14

Coding of AEs and Drug Names

As pharmacovigilance becomes more mechanized and computerized, the need for standard terminologies, formats, dictionaries, narratives, and abbreviations grows. The first two major areas that have been standardized are the medical coding of adverse events (AEs) and medical history and the coding of drug names. Medical coding has become standardized in the world of pharmacovigilance with the use of the Medical Dictionary for Regulatory Activities (MedDRA). Several other coding systems have been used. Two prominent ones are COSTART, which the U.S. Food and Drug Administration (FDA) used for AE coding until moving to MedDRA, and WHOART, from the Uppsala Monitoring Centre. See Web Resource 14-1 for further information on WHO-ART. Some still use WHO-ART, although MedDRA is now becoming the accepted standard from the International Conference on Harmonization (ICH). Some older drug labels in the United States and elsewhere still have non-MedDRA terms (e.g., COSTART) but newer labeling had been “MedDRA-ized.”

Coding is done so that companies, regulators, and others are able to communicate with each other using the same medical language. AEs are coded so that similar cases are described (coded) in the same consistent way and so that they can easily be retrieved, analyzed, and compared. It is invaluable for signal detection and analysis.

MedDRA

MedDRA was developed by the ICH based on earlier work by the United Kingdom health authority. It is owned by the International Federation of Pharmaceutical Manufacturers and Associations, acting as trustee for the ICH Steering Committee. A service organization known as the Maintenance and Support Services Organization (MSSO) serves as the repository, maintainer, and distributor of MedDRA as well as the source for information on MedDRA. Detailed information is available from the MedDRA website (Web Resource 14-2).

MedDRA is a terminology developed for drugs and devices used for standardized coding of medical issues, including AEs and medical history. It is hierarchical, which means that it has multiple levels (five), ranging from the most general to very specific. It is available in English, with some or all of it also available in Czech, Dutch, French, German, Italian, Portuguese, Spanish, and Japanese. A Chinese translation has just been released.

Regulatory Status

European Union: MedDRA use is obligatory in the European Union. All serious adverse event (SAE) reports must be submitted electronically using MedDRA codes. MedDRA is to be used for the reporting of suspected, unexpected, serious adverse events (SUSARs) to the EudraVigilance clinical trial and postmarketing modules. Periodic Safety Update Report (PSURs) must have the AE terms in MedDRA. Product labeling, the Summary of Product Characteristics (SmPC), and Risk Management Plans should also use MedDRA. Volume 9A also recommends using “Standardized MedDRA Queries” for case retrieval when signaling.
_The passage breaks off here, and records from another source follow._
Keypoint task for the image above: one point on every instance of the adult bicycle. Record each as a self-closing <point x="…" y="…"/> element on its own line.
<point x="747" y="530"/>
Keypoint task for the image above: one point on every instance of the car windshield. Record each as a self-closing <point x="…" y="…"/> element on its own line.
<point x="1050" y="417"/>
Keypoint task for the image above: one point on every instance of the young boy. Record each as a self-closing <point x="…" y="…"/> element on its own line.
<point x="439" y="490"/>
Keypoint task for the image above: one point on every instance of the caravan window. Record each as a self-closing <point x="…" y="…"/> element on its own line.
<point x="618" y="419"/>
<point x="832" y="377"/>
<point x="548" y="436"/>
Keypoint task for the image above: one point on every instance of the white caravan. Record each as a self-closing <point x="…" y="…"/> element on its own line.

United States: It has “more or less” been mandated by the FDA for use in AE reporting. The FDA published a rule mandating its use in 2002, and its use is required in the proposed regulations of March 2003. In 2009, the FDA issued proposed rules requiring AE submission electronically (E2B) using MedDRA. However, these rules have not been put into final regulations and are not in force. Interestingly, in the update of the clinical trial regulations (21CFR312) the FDA explicitly stated that they are not requiring MedDRA for IND safety reporting, though they did not state explicitly why. Nonetheless, MedDRA is used in most AE reporting to FDA. In practice, as MedDRA is obligatory for the European Union, Japan, and elsewhere and has no widely used “competitors,” it is wise to use MedDRA consistently for AE reporting.

Japan: Adverse event reports should be submitted in the Japanese version of MedDRA. MedDRA/J is to be used in Periodic Infection Reports and PSURs as well as for reporting infection terms for medical devices with biologic components.

Canada: MedDRA is recommended for coding adverse reaction reports and for the Product Monograph (product labeling).

See the MSSO regulatory website for updates and further regulatory information (Web Resource 14-3).

MedDRA is updated twice yearly (April and October), and, in general, users update their own computer systems within 30 to 60 days of receipt of the upgrade. This too is not fully mandated everywhere but is the common practice. Users may request the addition of new codes to future versions of MedDRA by applying to the MSSO, which then reviews each request. Codes also may be moved, deleted, changed, demoted, and promoted by the MSSO in the updates. The version number “bumps up” each year.

MedDRA terms cover diseases, diagnoses, signs and symptoms, therapeutic indications, medical and surgical procedures, and medical, social, and family histories. MedDRA does not cover drug and device names, study design, patient demographic terms, device failure, population qualifiers (e.g., rare, frequent), and descriptions of severity or numbers. It does not give definitions of AEs.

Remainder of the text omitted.